Christina is not pessimistic about Europe’s prospects. But she is honest: the window is narrow, the competition is formidable, and the policy environment needs to match the ambition.
Australia shows what the other side looks like
While Europe debates industrial strategy, Australia is running the experiment. The results are in.
In 2025, grid-scale batteries in Australia overtook gas peaking plants as the primary source of dispatchable power during the evening peak. Battery discharge tripled year-on-year. And — crucially — wholesale electricity prices fell by 12%.
This is the answer to the question that has dominated energy policy debates for a decade: can renewables plus storage actually replace fossil fuel backup? In Australia, at least, the answer is now empirically yes.
The implications for grid planning in Europe and the United States are significant. The economics are not theoretical. The technology works at scale. The remaining barriers are regulatory, financial, and political — not technical.

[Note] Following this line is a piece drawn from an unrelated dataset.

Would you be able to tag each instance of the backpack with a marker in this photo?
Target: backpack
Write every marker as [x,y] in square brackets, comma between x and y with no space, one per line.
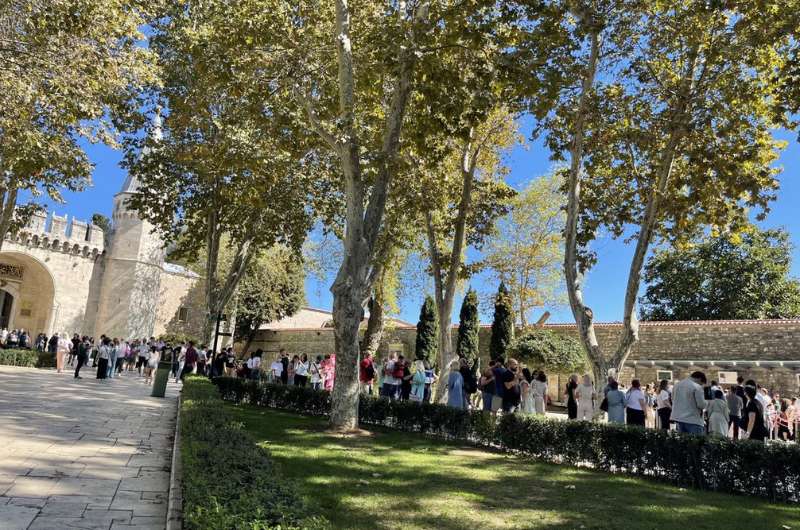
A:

What Christina expects next — and what I'm watching
I always end Transformers with the same question: what is the one breakthrough — technical, policy, or commercial — that you expect in the next three years that most people are not yet paying attention to?
Christina’s answer is in the episode. I won’t spoil it here. But I will say: it reframed something for me.
The battery transition is not primarily a story about technology anymore. The technology exists. What we are now in is a story about manufacturing scale, supply chain sovereignty, regulatory courage, and industrial patience. The countries and companies that understand this are the ones building the future. The ones still waiting for a perfect technology solution are already behind.
Christina Lampe-Önnerud is not waiting. She never has been.